I am a beginner in R so I'm sorry if my question is basic and has been answered somewhere else but unfortunately I could not find the answer.
One of my predictor variables, nationality
, has 8 levels.
I want to create a user defined function that loops through each level in my variable nationality
, taking one level per regression. I created a list of the levels of the variable nationality
as such:
mylist <- list("bangladeshian", "british", "filipino", "indian",
"indonesian", "nigerian", "pakistani", "spanish")
then created a user defined function:
f1 <- function(x) {
l <- summary(glm(smoke ~ I(nationality == mylist[x]),
data=df.subpop, family=binomial(link="probit")))
print(l)
}
f1(2)
f1(2)
gives this output:
Call:
glm(formula = smoke ~ I(nationality == mylist[x]),
family = binomial(link = "probit"), data = df.subpop)
Deviance Residuals:
Min 1Q Median 3Q Max
-0.629 -0.629 -0.629 -0.629 1.853
Coefficients:
Estimate Std. Error z value Pr(>|z|)
(Intercept) -0.9173 0.1659 -5.530 3.21e-08 ***
I(nationality == mylist[x])TRUE -4.2935 376.7536 -0.011 0.991
---
Signif. codes: 0 ‘***’ 0.001 ‘**’ 0.01 ‘*’ 0.05 ‘.’ 0.1 ‘ ’ 1
(Dispersion parameter for binomial family taken to be 1)
Null deviance: 73.809 on 78 degrees of freedom
Residual deviance: 73.416 on 77 degrees of freedom
AIC: 77.416
Number of Fisher Scoring iterations: 14
As you can see, the coefficient for nationality is "I(nationality == mylist[x])TRUE"

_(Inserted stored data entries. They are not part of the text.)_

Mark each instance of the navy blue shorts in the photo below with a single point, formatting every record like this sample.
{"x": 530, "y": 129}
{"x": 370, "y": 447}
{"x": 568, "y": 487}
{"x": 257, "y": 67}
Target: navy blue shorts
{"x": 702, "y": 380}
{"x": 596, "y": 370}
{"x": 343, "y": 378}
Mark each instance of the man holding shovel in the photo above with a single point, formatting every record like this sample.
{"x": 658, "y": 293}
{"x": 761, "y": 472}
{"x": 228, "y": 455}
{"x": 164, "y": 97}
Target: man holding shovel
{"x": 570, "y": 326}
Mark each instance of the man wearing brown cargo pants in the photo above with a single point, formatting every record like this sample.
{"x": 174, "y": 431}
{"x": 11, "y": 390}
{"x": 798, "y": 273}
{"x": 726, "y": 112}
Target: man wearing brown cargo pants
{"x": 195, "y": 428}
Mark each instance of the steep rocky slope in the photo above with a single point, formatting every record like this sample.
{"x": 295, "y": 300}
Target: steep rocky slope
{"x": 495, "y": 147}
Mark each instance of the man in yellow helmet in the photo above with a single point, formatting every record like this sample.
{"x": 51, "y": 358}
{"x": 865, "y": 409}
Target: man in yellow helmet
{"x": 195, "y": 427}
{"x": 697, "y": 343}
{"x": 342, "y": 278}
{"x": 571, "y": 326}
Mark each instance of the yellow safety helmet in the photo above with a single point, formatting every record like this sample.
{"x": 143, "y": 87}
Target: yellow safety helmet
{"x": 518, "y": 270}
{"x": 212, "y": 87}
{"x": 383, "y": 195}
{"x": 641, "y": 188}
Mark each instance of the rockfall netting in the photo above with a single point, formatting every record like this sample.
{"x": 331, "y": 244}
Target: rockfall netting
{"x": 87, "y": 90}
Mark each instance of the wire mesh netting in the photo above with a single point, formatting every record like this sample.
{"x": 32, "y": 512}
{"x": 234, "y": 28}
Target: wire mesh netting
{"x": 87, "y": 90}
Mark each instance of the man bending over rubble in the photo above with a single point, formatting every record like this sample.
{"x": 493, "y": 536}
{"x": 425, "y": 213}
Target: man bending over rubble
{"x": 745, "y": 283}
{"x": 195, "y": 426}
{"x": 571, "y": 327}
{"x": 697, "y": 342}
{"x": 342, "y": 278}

which is not very informative and requires the user to refer back to the line of code
f1(2)
and also to mylist
to understand the level that that coefficient represents. I believe there should be a cleaner and more straightforward way to do this and accurately run a regression for each level without having to call f1()
8 times.